A/N: So I don't usually write for Criminal Minds but Zugzwang was so beautifully cruel and my girlfriend gave me such a good idea that I couldn't help myself. This little drabble is the result. As always reviews are appreciated and I hope you enjoy!

"Spencer, are you crying?" The words cut into the silence he had carved for himself, scarring its perfectly sculpted surface and shattering it to pieces.

"No," his wavering voice declared but his eyes, brimming with tears, betrayed him. It had been six months since it happened; six months since his last personal day from work. He had struggled and fought against all odds and he had failed. Diane had won.

Zugzwang was the knowledge that the game was close to checkmate and the choice to play on until the inevitable. Spencer hadn't really believed that. He didn't believe that their game was so close to its conclusion and that he would not be the victor any more than he believed that Diane's cell theory was true. That she truly was a genius. Every day he had been forced to confront the truth: Spencer Reid, supposed genius, was fallible and the love of his life had paid the price. Every day he drowned in more and more guilt. It consumed him.

"Do you want to talk about it?" Blake was still standing there, examining him under a critical eye.
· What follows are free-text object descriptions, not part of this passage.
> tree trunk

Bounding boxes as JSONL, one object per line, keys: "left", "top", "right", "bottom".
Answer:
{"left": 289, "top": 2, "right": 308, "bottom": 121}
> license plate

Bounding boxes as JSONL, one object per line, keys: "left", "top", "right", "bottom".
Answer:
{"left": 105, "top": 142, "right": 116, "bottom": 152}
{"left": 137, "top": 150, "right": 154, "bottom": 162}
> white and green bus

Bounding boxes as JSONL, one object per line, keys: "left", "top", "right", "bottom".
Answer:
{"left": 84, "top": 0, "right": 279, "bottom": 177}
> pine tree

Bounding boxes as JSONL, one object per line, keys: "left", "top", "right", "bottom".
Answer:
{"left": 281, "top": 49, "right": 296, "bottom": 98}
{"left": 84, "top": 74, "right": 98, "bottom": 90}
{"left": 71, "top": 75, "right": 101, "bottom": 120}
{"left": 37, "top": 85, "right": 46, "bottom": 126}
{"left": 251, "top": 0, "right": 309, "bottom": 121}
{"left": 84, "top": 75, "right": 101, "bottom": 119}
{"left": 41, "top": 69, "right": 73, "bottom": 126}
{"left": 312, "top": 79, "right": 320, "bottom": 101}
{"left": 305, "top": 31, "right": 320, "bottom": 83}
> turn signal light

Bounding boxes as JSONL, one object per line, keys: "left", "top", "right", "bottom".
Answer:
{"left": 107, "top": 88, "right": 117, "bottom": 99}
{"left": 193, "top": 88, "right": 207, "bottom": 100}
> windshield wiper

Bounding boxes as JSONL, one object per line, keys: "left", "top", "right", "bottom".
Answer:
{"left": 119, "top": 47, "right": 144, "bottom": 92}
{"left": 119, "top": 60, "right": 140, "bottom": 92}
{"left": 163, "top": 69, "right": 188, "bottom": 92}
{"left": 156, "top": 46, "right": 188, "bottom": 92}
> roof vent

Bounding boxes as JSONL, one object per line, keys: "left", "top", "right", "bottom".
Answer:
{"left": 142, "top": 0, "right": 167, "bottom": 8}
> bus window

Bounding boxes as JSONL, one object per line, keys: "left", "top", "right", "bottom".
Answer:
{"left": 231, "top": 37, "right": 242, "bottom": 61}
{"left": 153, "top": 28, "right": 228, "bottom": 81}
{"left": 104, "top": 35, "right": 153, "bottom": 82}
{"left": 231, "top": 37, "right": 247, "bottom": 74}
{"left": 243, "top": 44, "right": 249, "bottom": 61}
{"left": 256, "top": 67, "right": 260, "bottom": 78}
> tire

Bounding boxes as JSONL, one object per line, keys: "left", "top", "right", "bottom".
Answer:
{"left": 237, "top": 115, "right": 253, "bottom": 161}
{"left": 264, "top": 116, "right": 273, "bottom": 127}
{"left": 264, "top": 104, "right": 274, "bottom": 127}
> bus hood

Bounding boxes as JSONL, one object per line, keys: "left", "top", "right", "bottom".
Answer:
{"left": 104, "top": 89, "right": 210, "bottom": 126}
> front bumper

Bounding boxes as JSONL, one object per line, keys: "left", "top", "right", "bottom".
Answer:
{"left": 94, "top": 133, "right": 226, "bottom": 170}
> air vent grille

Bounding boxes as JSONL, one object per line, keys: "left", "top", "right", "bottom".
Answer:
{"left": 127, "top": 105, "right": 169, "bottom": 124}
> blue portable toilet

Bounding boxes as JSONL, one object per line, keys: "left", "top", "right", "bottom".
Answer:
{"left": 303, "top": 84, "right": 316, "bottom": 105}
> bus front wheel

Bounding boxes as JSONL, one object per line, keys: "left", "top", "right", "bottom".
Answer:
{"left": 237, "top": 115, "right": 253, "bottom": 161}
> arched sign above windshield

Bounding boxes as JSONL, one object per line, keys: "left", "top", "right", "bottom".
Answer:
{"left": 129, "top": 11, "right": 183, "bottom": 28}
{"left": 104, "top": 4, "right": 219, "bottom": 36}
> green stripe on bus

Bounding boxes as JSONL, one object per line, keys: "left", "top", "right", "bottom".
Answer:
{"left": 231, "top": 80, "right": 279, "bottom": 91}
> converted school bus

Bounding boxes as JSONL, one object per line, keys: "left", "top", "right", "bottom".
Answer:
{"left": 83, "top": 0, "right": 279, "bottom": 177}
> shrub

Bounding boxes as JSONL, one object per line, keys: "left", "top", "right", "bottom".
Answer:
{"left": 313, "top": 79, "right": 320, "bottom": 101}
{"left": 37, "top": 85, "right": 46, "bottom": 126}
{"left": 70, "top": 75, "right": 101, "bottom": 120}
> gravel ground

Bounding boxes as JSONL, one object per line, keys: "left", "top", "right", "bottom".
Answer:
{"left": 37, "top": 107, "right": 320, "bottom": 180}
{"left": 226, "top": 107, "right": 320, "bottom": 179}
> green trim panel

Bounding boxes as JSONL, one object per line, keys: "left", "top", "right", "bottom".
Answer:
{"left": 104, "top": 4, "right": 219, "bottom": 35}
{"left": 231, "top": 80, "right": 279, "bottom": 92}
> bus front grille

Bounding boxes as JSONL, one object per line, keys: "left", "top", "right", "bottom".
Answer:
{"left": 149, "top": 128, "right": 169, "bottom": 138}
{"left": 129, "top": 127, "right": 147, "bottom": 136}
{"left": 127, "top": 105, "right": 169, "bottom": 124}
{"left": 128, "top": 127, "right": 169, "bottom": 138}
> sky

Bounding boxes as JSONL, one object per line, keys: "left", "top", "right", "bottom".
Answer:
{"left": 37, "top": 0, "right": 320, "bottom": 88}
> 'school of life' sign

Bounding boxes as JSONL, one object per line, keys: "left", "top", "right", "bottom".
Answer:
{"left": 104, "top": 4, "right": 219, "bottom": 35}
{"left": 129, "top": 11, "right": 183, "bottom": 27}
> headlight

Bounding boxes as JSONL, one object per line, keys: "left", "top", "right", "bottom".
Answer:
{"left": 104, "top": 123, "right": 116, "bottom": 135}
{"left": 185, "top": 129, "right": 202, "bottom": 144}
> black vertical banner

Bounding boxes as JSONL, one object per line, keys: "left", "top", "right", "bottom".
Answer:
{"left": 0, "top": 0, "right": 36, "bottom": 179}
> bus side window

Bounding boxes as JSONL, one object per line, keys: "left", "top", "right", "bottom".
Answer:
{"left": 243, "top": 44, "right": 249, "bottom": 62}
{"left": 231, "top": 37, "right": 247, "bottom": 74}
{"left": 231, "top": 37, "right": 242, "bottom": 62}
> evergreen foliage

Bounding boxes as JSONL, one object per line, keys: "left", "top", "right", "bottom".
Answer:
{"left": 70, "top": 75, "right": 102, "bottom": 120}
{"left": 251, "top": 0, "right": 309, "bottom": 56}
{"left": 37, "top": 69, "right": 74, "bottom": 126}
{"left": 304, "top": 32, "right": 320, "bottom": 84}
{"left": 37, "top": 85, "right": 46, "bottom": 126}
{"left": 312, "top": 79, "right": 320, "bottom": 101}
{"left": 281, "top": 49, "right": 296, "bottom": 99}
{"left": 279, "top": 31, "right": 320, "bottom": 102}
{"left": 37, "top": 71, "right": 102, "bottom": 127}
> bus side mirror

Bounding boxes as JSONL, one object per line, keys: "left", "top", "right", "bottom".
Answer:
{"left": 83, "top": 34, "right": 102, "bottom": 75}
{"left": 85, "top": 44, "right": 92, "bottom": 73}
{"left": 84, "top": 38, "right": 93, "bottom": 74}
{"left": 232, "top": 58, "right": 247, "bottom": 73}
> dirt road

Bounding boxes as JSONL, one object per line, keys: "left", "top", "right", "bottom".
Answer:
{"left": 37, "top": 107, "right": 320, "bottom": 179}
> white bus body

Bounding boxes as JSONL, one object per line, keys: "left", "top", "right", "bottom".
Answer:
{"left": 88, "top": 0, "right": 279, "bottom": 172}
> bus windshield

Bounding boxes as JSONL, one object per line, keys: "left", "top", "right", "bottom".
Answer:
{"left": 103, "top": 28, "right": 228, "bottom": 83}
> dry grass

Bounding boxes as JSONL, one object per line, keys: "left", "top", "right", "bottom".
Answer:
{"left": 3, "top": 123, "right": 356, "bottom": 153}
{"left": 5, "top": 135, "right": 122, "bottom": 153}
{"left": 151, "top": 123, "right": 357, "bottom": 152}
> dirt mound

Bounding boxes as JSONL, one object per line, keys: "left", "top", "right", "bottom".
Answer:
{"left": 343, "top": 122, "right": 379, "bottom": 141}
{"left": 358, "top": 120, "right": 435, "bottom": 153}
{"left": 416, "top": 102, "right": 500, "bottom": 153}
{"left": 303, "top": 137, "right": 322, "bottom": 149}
She fully expected him to say no as he had on every other occasion they had shared this cramped bathroom stall. What he said instead shook her to her core.

"What if she was right?" Blake's eyebrows briefly shot up in surprise and she edged further into the single sex stall and bolted the door before tilting her head in an invitation for him to continue. "What if Diane's theory was right? That when you feel like giving up, your cells start to die one by one? I have nothing. I had one hundred point five days and now I have nothing. All that time just for it to be taken away— for her to be taken away. I'll never hear her laugh again; I'll never hear her joke about the Penrose triangle again and I will never ever tell her I love her. I have to live with the knowledge that the last thing I ever told her was that I don't. How can I do that Blake? It's getting easier and easier to give up and I feel like I'm dying. My entire body feels like it wants to shut down at any moment. Maybe Diane Turner was a genius."

"Then why are you still here?" his colleague asks, no hint of malice; mere curiosity. "If she's right then why are you still here?"

"Because I don't want to be the one to prove it."